Project:  Computer Speakers using Parts Express buyout Bravox 3.5” Drivers and Tang Band 1" Shielded Neodymium Dome Tweeter (P/N: 264-804).

Parts Express Description of the Bravox Speakers:  Shielded 3-1/2" woofer originally manufactured for use in a high-end home theatre speaker system. It boasts many special features that are perfect for your next speaker project. A polypropylene cone, rubber surround, ventilated cloth dustcap, flat spider, and large shielded magnet structure give this woofer good performance in a small package. The motor contains a copper shorting ring as well as an extra neodymium magnet on top of the pole piece to help maintain a strong, linear magnetic field. Cosmetically, the pincushion-style polymer chassis gives a very sleek and professional look. The 12 ohm and 6 ohm varieties can be combined in varying configurations to ensure a constant load to your amplifier.

Parts Express Description of the Tang Band Tweeters:  This small tweeter utilizes a soft fabric dome and slightly horn-loaded flange, resulting in an extremely flat and extended frequency response. Despite the small size, it has good power handling thanks to its  ferrofluid-cooled shielded neodymium motor structure. The truncated flange allows for close spacing of drivers, especially important in MTM designs.

Crossover:  The crossover was design by Vance Dickason for a MTM configuration; I used a TMM configuration. I choose the TMM config because I wanted the tweeter at my wife’s ear level and an MTM would make the cabinet too tall for my taste. For their purpose, the TMM still works. There was a small measurment error. The tweeter is way too high. The proper location for the tweeter actually is right between the woofers, so with this size cabinet, an MTM would have been indeal. Measure twice ... build once.

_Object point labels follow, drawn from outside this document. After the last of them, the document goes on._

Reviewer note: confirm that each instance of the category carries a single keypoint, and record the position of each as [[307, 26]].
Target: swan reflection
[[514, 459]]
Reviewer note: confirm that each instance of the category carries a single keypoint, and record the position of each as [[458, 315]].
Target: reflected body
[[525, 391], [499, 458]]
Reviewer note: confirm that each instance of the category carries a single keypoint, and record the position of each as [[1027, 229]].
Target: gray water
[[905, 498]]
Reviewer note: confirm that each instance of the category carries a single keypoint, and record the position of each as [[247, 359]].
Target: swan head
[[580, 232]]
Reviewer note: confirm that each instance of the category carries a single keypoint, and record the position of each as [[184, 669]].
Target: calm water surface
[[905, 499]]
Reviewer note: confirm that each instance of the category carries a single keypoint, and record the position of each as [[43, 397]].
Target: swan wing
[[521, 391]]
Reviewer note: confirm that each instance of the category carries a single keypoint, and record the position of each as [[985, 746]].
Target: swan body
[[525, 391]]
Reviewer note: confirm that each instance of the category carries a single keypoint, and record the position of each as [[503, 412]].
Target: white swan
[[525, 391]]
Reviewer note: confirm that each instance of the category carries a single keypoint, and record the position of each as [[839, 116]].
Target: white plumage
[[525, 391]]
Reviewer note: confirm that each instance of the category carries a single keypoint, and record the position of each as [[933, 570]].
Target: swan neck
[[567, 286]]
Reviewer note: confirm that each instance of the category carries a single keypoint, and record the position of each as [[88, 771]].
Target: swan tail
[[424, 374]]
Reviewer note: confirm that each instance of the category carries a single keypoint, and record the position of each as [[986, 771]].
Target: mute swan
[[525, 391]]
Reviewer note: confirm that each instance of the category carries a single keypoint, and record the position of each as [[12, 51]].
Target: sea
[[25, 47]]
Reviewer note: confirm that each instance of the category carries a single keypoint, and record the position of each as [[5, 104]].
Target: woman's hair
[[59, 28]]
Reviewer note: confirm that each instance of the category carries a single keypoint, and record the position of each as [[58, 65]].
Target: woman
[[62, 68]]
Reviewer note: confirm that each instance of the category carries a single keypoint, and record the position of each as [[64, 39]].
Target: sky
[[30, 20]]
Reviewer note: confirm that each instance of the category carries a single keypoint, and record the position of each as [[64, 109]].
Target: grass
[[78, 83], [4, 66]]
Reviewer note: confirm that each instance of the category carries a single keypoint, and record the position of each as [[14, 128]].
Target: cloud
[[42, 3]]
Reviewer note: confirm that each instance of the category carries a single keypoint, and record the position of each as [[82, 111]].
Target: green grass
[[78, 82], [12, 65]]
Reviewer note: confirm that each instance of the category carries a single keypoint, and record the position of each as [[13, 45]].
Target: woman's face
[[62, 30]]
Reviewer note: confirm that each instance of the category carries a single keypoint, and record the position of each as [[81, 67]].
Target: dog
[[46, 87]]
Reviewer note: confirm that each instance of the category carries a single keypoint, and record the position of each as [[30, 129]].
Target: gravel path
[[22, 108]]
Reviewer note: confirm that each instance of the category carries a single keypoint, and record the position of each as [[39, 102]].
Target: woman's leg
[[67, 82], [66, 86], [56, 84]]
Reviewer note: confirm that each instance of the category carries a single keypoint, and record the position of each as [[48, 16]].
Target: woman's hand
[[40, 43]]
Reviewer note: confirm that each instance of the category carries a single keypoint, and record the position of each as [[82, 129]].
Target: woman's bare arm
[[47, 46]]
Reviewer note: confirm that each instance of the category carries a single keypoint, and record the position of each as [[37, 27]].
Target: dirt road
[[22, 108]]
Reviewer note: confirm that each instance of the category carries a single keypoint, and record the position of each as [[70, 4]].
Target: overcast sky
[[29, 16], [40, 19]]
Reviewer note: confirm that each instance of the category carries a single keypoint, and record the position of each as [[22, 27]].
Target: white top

Starting with the 3.5” Bravox drivers, the 0.9 mH inductor and the 20uF capacitor forms a 2nd-order low-pass filter.  The 400 uF capacitor is a high-pass filter at approx. 60-Hz according to my calculations. I did try running the speakers without the high-pass (bass-blocker) and the Bravoxes do need it. I am actually thinking of raising that high-pass capacitor to be closer to 100-Hz. I think the Bravox could stand some additional bass releif.

The Tang Band tweeter has a 3rd-order high-pass filter with “amp-side" resistor for padding. The 3uF capacitor and the 3 ohm resistor in parallel with the tweeter is for impedance correction.

Simulated Frequency Response Curve:

Testing the Assembled Crossover:

Enclosure:  The enclosures are 1/2” MDF with a center brace. The veneer is curly maple. The front baffle is 1/2” solid maple. The finish is 7 coats of hand-rubbed Danish Oil. The enclosure’s size is approx. 24” tall, 5” wide and 8” deep, resulting in approx. 10-Liters of internal volume. The tweeter is positioned at my wife’s ear height when she is sitting at the computer table (she works from home). The chair must have not been adjusted correctly because the tweeter height off the table is way too high.

Back painted black (and bottom). Curly Maple veneer applied. Veneer was ordered fom  Veneer Supplies.

The top half is heavily stuffed and the bottom half is lightly stuffed with pillow stuffing from the local craft store. In the above picture, the danish oil is still wet.

Veneering method was the "cold press" method using yellow glue (Tilebond II).

Listening impressions: I have only listened in my larger living room connected to the B-Channel of my receiver. They do image very well and blend together. Right now they seem a little bright for my taste and I haven’t listened for prolonged periods of time so I can’t tell if they will be fatiguing or not. They can play clean at loud (for me) volume. I was listening to Diana Krall and did not hear the phone ring! With my subwoofer turned on and adjusted to the Bravox speakers (crossover over set at 40-Hz and volume turned way down), they have a huge sound and sound like much larger speakers. With the sub off, they are lacking they very low end and some of the warmth. Without the sub, they do sound like “smaller” speakers to me.  They are now on the computer desk and at close range, they are louder, plenty loud.

On to the next project, which is a passive sub for these guys using one Dayton 8" DVC Subwoofer using a 2" Precision Port Flared Port. They will have a built-in 2nd-order low-pass filter at 100-Hz (reuse of Kicker low-pass X-Overs).